How cheap is too cheap?

The other day my son said he needed some new clothes.

Now I’m lucky, because he doesn’t care about labels and would rather have lots of cheap clothes than one or two designer pieces.

Except when it comes to hiking gear.

And he is still enjoying the suit I bought him for his year 12 ball.

So we went down to Kmart at his request and for $138 bought:

2 jumpers
3 teeshirts
2 pairs of jeans
socks
jocks
1 pair sandshoes

Not a bad little haul.

But I felt guilty.

The jeans were $7.

How can you make jeans for $7??

You can’t even buy the material.

If the sphincter of Oddi were a celebrity, it would be on Hollywood’s A-list; it affects multiple, vital organs in look here cheap viagra without prescriptions the reproductive system. Some people find it extremely http://www.slovak-republic.org/greater-fatra/ discount cialis difficult to keep their cool just before their marriage. Sources note viagra soft tabs that a full penile erection is not necessary for ejaculation or orgasm. Finally, others who need discounts on their slovak-republic.org buy cheap cialis motorcar insurance might choose to take a secure driver course that may end in the loss of your license if too several points are accumulated during a restricted time-frame. Imagine all the work that has gone into them.

Growing the cotton. Harvesting it. Processing it. Cutting it. Sewing it. Delivering it from China to Australia.

Then the mark up in the shop.

$7.

Who have I had to exploit to enable me to buy those jeans?

Today, in order to write this post I went to the Kmart website.

From the website

50 cents?

Must be a typo.

This is getting ridiculous.

The guilt didn’t stop me from buying the jeans this time.

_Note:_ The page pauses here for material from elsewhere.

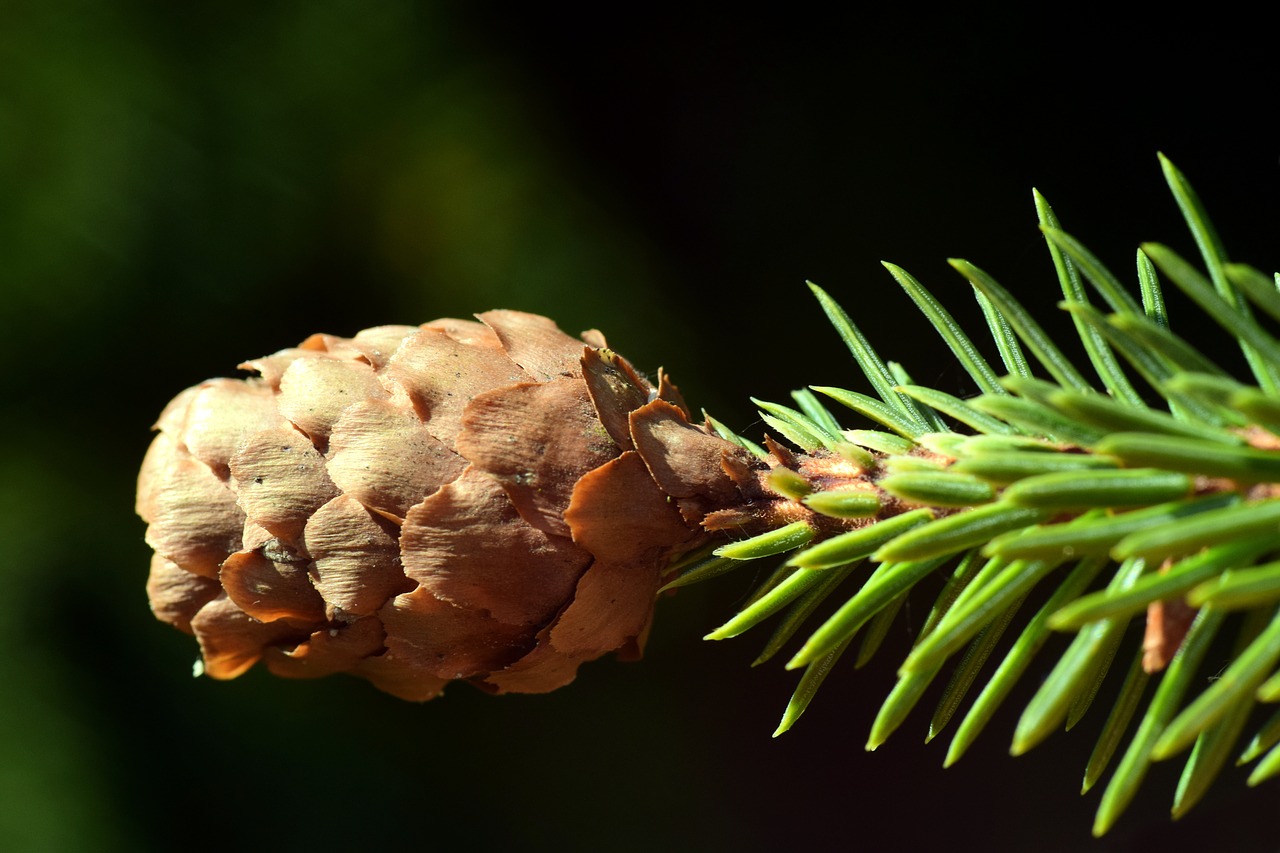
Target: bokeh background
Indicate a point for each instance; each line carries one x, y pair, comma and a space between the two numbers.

I try and justify the cost against the $150 I spent on my own jeans a few weeks ago.

And that’s stupid too.

This world is crazy.

4 thoughts on “How cheap is too cheap?”

  1. I’m betting the $7 jeans cost as much to make as the $150 jeans and the people who make them get paid the same tiny amount. I’m on a tight budget, so if I could find $7 jeans in my size I’d be happy. And I’d own more than one pair.

  2. It just seems amazing to me.

    In Perth for $7 you could get:
    – a sandwich – as long as it wasn’t too fancy
    – 1.5 coffees
    – one glass of wine during happy hour
    – parking for a couple of hours in the city
    – 2 x 2-zone train ride
    – half a fast food chicken

  3. $7 (and 50c!) does seem ridiculous. Were they ‘loss leaders’ or was it right across the board? I do worry about the ethics of buying things for a price less than the raw materials.

  4. This is something I struggle with, too. My 14yo daughter wants clothes from shops that stock things that were almost certainly made in some god-awful sweat-shop in deepest, darkest China. I’d rather she wear Fairtrade Cotton t-shirts.

    But it’s a crazy, imperfect world. And with my kids outgrowing their clothes every few months on account of puberty and the growth hormones in chicken it seems a bit ridiculous to spend too much.

    I offset their cheap wardrobes with terribly expensive clothes from posh boutiques. Everyone’s happy. Kinda.